When I learned to drive, I was also dealing with great anxiety. I constantly feared that I may have a seizure while driving and possibly kill myself and the driving instructor. Yes, pretty extreme! But it is quite incredible when throughout your childhood and adult life you have experienced seizures every day, to suddenly experience none. In fact it is quite surreal and with it comes the questioning. So, to push myself into driving, I bought a Satnav which for me was relatively expensive and therefore came with an expectation to push myself in to having to use it and not waste it. It definitely had the desired effect, and although learning to drive with that kind of thinking in the back of my mind was hard, I still managed to achieve it. Bizarrely the fact that I had learned to drive is one of the key points being used against me in the tribunal. Well much of my health records is being used against me but that is a story for another time.
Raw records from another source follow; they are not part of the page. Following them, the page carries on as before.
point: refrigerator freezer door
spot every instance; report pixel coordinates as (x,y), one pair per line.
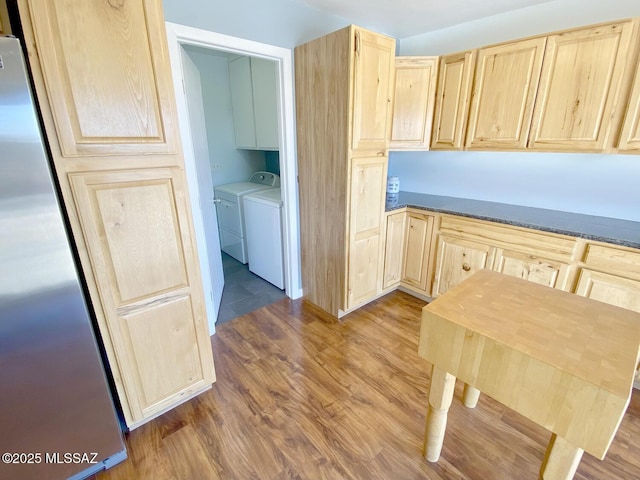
(57,415)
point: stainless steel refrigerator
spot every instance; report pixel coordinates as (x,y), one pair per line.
(57,416)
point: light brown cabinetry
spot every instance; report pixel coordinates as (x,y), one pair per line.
(394,249)
(630,135)
(529,266)
(366,194)
(611,275)
(373,63)
(457,260)
(415,269)
(504,89)
(583,88)
(466,245)
(413,103)
(455,74)
(343,93)
(110,118)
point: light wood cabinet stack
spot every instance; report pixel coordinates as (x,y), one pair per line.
(109,115)
(562,92)
(343,102)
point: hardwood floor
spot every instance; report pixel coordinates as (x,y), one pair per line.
(300,395)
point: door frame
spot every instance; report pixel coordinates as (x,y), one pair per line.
(179,35)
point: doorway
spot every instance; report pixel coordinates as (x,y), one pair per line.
(201,196)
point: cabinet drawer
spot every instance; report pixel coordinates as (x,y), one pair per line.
(613,260)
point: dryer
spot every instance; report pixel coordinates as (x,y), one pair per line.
(230,211)
(263,216)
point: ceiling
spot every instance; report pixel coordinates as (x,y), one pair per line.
(406,18)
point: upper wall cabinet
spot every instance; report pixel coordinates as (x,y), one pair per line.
(504,88)
(455,74)
(630,136)
(254,98)
(413,102)
(372,79)
(583,88)
(112,96)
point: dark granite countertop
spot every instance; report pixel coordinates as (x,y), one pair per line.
(610,230)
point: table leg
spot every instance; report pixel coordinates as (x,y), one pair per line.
(561,460)
(440,397)
(470,396)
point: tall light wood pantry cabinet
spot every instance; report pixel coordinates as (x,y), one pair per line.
(103,82)
(343,100)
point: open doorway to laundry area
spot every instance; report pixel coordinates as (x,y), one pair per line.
(200,65)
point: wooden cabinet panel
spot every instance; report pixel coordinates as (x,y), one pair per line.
(457,260)
(504,88)
(103,82)
(630,135)
(611,289)
(416,259)
(394,249)
(455,75)
(368,177)
(372,80)
(413,103)
(343,92)
(533,268)
(107,75)
(580,98)
(141,250)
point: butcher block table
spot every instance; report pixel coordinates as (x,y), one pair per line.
(563,361)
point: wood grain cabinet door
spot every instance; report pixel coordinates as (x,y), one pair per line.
(458,259)
(416,259)
(413,103)
(107,76)
(366,214)
(533,268)
(630,135)
(451,111)
(372,81)
(582,88)
(393,249)
(504,89)
(140,246)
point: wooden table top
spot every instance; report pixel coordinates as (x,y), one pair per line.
(591,340)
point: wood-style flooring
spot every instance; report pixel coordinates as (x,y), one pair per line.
(300,395)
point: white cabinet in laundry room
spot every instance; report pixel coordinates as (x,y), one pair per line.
(254,98)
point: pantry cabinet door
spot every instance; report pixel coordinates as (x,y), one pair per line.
(141,249)
(366,214)
(372,80)
(394,249)
(107,75)
(504,89)
(416,259)
(582,88)
(455,75)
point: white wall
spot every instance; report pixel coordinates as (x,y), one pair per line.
(605,185)
(228,164)
(283,23)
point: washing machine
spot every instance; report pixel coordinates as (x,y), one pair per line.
(263,220)
(230,211)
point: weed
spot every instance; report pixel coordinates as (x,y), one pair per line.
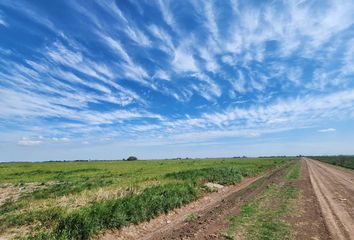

So now, I have bought myself a fancy camera which I intend to use with the expectation of using it outside of my home, and hopefully beyond my restricted area. The intention here is to encourage me to go to new places with my son and help take my mind off my anxieties while I learn a new skill. I don't know how effective this will be, but I'm not willing to let my son down. I had brain surgery to have that tumour removed on the basis that it would ensure my sons safety and bring him a better life. I was certainly able to live with the daily seizures and the life limits they brought with them. But if I have the ability to change someone else's life, someone I love dearly, for the better, then it is my job to ensure that positive change. Even if that change is made only by me changing myself.
On reflection that is quite a dramatic statement to make. But reflecting on it further it is obvious that this little boy has himself brought incredible positive change to my life. That, in my opinion needs rewarding and acknowledging. So, I hope to embrace the wonders which Britain has to offer and records that with my camera. One day all that history, represented in castles and architecture could be demolished. All those green rolling mountains, could be built upon. I don't think it's safe to assume anything these days. But I do need to ensure that my little boy gets to enjoy his country before it is destroyed any further.